Finlande achève la clôture de 200 km à la frontière russe
Publié le 09/09/2026 - 14:16 UTC+2
La Finlande a achevé la construction d'une clôture de sécurité de 200 kilomètres le long de sa frontière avec la Russie, renforçant la plus longue frontière de l'OTAN avec un pays accusé d'avoir intensifié ses attaques hybrides contre l'Europe.
Le projet a été lancé après l'invasion à grande échelle de l'Ukraine par la Russie, qui a bouleversé l'environnement sécuritaire de la Finlande et poussé le pays à renoncer à des décennies de non-alignement militaire pour rejoindre l'OTAN en avril 2023.
Plus tard dans l'année, plus de 1 300 migrants dépourvus de visas sont arrivés à la frontière orientale de la Finlande.

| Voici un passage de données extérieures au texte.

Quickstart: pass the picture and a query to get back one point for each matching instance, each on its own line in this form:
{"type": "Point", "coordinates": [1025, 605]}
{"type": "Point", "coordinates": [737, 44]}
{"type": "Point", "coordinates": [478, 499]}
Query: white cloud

Helsinki a accusé Moscou de mener une "guerre hybride" en orchestrant l'acheminement de ressortissants de pays tiers vers la frontière, une accusation que le Kremlin a rejetée.
La Finlande a fermé sa frontière terrestre avec la Russie fin 2023. À l'exception d'une brève réouverture de deux points de passage en décembre, la frontière est restée fermée depuis.
"Aujourd'hui, la situation est calme mais tendue, et nous ne savons vraiment pas ce que demain nous réserve", a déclaré la ministre de l'Intérieur Mari Rantanen aux journalistes lundi, lors d'un point presse près du poste-frontière de Nuijamaa, dans le sud-est de la Finlande.
"Cela peut changer très rapidement et c'est pourquoi nous devons être très bien préparés."
Cette clôture de 4,5 mètres de haut a été construite par tronçons et est équipée de caméras et de capteurs.
Elle couvre 200 kilomètres des 1 340 kilomètres de frontière que la Finlande partage avec la Russie, la majeure partie de l'ouvrage étant concentrée dans le sud-est du pays.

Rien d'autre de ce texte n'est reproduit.